AEX
-11.9800
Mohammed ben Zayed, devenu officiellement président des Emirats arabes unis samedi, hérite d'un riche pays pétrolier dont il était déjà le dirigeant de facto durant une décennie d'ascension diplomatique et militaire ayant placé cet Etat au coeur de la géopolitique du Moyen-Orient.
Soldat de formation et fan de football, cheikh Mohammed, souvent appelé "MBZ", est le troisième fils de cheikh Zayed ben Sultan Al-Nahyane, premier président et père-fondateur de la fédération des Emirats.
Il est aux commandes depuis qu'un AVC en janvier 2014 a écarté du pouvoir son demi-frère, le président Khalifa ben Zayed Al-Nahyane décédé vendredi.
Son élection samedi "à l'unanimité" par les membres du Conseil suprême de la fédération des Emirats -qui regroupe sept émirats dont ceux d'Abou Dhabi et de Dubaï- n'est pas une surprise. Dans une note de 2009 de l'ancien ambassadeur américain Richard Olson, révélée par Wikileaks, il était déjà décrit comme "l'homme qui dirige les Emirats".
"MBZ" a aussi été nommé à la tête de l'émirat d'Abou Dhabi, dont il avait été nommé prince héritier à la mort de son père, en novembre 2004.

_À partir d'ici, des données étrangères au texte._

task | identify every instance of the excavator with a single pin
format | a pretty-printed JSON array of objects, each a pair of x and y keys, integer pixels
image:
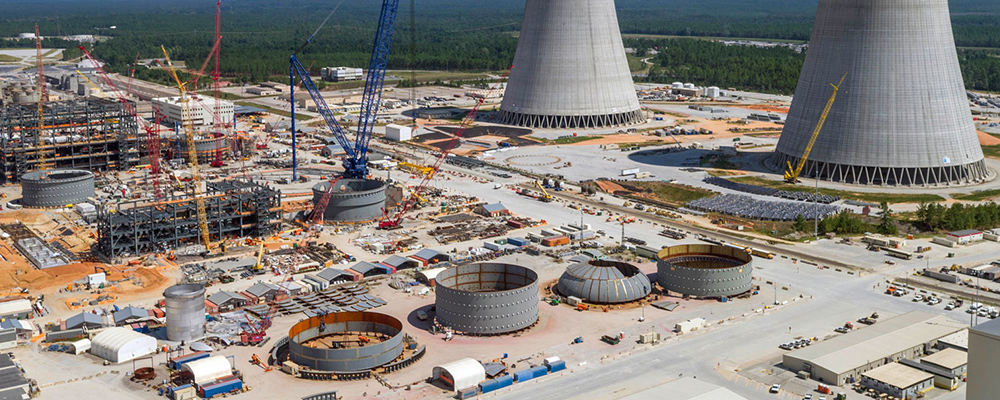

Passionné de chasse et de poésie, le dirigeant de 61 ans, né à Abou Dhabi le 11 mars 1961, est marié à la cheikha Salama bint Hamdan Al-Nahyane, avec qui il a quatre fils et cinq filles.
- Un homme ambitieux -
Malgré sa réticence apparente à s'exprimer en public, son ambition s'est manifestée ces dernières années, à mesure que les Emirats se sont forgés un profil d'acteur régional.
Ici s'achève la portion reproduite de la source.